The Pennant Group, Inc. is a holding company of independent operating subsidiaries that provide healthcare services through 88 home health and hospice agencies and 54 senior living communities located throughout Arizona, California, Colorado, Idaho, Iowa, Montana, Nevada, Oklahoma, Oregon, Texas, Utah, Washington, Wisconsin and Wyoming. Each of these businesses is operated by a separate, independent operating subsidiary that has its own management, employees and assets. References herein to the consolidated "company" and "its" assets and activities, as well as the use of the terms "we," "us," "its" and similar verbiage, are not meant to imply that The Pennant Group, Inc. has direct operating assets, employees or revenue, or that any of the home health and hospice businesses, senior living communities or the Service Center are operated by the same entity. More information about Pennant is available at http://www.pennantgroup.com.
Safe Harbor Statement under the Private Securities Litigation Reform Act of 1995
This press release contains, and the related conference call and webcast will include, forward-looking statements that are based on management’s current expectations, assumptions and beliefs about its business, financial performance, operating results, the industry in which it operates and other future events.
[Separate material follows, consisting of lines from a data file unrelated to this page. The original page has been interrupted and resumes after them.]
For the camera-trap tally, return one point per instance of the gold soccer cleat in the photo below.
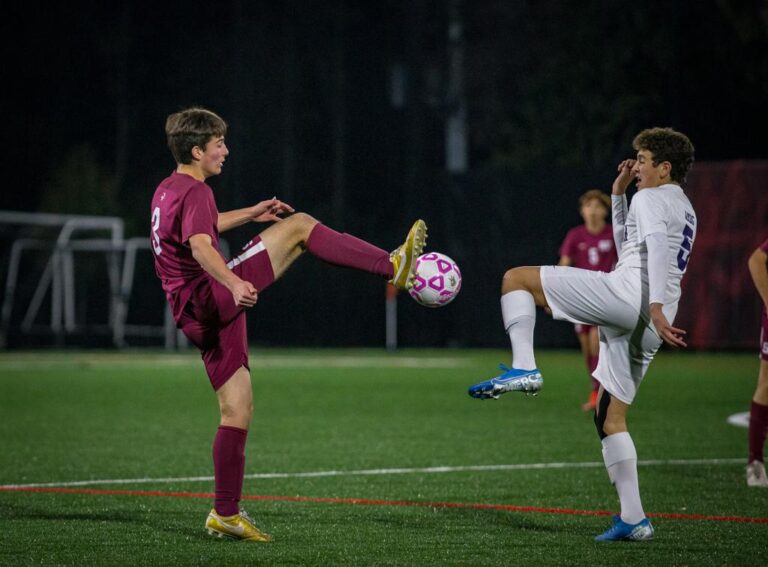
(239, 526)
(404, 256)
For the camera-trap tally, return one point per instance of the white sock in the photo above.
(620, 459)
(518, 310)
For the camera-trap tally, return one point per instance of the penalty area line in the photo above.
(377, 502)
(376, 472)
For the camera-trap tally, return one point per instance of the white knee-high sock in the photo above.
(620, 459)
(518, 310)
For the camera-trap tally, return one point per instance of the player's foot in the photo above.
(239, 526)
(404, 256)
(756, 475)
(511, 380)
(591, 403)
(622, 531)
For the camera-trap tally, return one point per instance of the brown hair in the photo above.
(604, 199)
(192, 127)
(666, 144)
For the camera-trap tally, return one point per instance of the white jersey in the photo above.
(665, 209)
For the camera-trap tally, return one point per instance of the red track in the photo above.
(372, 502)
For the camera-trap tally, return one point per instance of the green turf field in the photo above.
(362, 457)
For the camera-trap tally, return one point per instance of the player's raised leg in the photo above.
(521, 291)
(286, 240)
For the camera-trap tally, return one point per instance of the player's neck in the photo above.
(595, 228)
(193, 170)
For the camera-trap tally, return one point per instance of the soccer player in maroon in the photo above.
(758, 413)
(209, 296)
(590, 246)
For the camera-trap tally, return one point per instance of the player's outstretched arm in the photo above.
(264, 211)
(243, 292)
(758, 269)
(624, 178)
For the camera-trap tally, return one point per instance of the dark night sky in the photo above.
(554, 93)
(539, 75)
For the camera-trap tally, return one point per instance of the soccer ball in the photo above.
(437, 281)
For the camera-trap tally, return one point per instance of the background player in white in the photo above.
(758, 411)
(633, 306)
(590, 246)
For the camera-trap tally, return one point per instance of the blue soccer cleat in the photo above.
(622, 531)
(512, 380)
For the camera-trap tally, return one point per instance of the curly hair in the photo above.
(192, 127)
(666, 144)
(604, 199)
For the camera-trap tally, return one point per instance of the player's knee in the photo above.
(512, 280)
(239, 413)
(302, 223)
(604, 428)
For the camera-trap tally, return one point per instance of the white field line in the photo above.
(377, 472)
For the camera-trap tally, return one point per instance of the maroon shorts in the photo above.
(215, 325)
(582, 329)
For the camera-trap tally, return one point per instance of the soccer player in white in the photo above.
(634, 306)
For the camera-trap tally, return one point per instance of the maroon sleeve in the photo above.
(566, 248)
(199, 214)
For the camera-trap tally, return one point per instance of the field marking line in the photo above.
(374, 472)
(378, 502)
(740, 419)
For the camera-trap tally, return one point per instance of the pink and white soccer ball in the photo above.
(437, 281)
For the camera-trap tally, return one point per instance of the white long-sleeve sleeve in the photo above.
(619, 219)
(658, 256)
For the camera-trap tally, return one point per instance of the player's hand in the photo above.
(244, 294)
(268, 211)
(669, 334)
(624, 178)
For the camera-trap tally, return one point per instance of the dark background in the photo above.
(340, 108)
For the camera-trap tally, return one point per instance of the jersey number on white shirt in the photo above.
(685, 248)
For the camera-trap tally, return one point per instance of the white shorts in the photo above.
(618, 303)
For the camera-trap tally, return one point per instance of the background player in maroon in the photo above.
(590, 246)
(758, 413)
(208, 296)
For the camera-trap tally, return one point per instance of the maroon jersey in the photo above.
(590, 251)
(181, 207)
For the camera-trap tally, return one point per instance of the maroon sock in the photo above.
(229, 468)
(592, 364)
(348, 251)
(758, 427)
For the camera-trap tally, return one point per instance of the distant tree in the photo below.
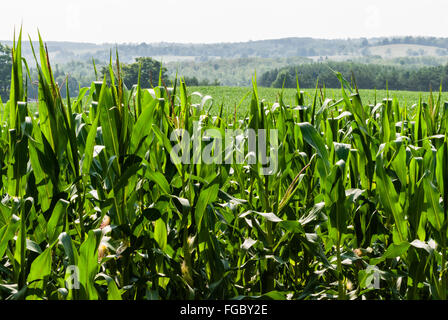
(150, 70)
(5, 71)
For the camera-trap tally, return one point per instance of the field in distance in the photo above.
(232, 96)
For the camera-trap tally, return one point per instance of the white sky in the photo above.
(119, 21)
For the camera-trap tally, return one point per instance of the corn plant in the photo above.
(103, 196)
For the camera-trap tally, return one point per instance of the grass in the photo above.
(356, 206)
(231, 97)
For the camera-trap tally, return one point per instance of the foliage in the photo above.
(5, 70)
(367, 76)
(360, 194)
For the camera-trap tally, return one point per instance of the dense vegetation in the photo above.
(367, 76)
(357, 208)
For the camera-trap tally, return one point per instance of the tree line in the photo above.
(366, 76)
Forward-looking statements can often be identified by words such as "anticipates," "expects," "intends," "plans," "predicts," "believes," "seeks," "estimates," "may," "will," "should," "would," "could," "potential," "continue," "ongoing," similar expressions, and variations or negatives of these words. These forward-looking statements include, but are not limited to, statements regarding growth prospects, future operating and financial performance, and acquisition activities. They are not guarantees of future results and are subject to risks, uncertainties and assumptions that could cause actual results to materially and adversely differ from those expressed in any forward-looking statement.
These risks and uncertainties relate to the company’s business, its industry and its common stock and include: reduced prices and reimbursement rates for its services; its ability to acquire, develop, manage or improve operations, its ability to manage its increasing borrowing costs as it incurs additional indebtedness to fund the acquisition and development of operations; its ability to access capital on a cost-effective basis to continue to successfully implement its growth strategy; its operating margins and profitability could suffer if it is unable to grow and manage effectively its increasing number of operations; competition from other companies in the acquisition, development and operation of facilities; its ability to defend claims and lawsuits, including professional liability claims alleging that our services resulted in personal injury, and other regulatory-related claims; and the application of existing or proposed government regulations, or the adoption of new laws and regulations, that could limit its business operations, require it to incur significant expenditures or limit its ability to relocate its operations if necessary. Readers should not place undue reliance on any forward-looking statements and are encouraged to review the company’s periodic filings with the Securities and Exchange Commission, including its Form 10-K, for a more complete discussion of the risks and other factors that could affect Pennant’s business, prospects and any forward-looking statements. Except as required by the federal securities laws, Pennant does not undertake any obligation to publicly update or revise any forward-looking statements, whether as a result of new information, future events, changing circumstances or any other reason after the date of this press release.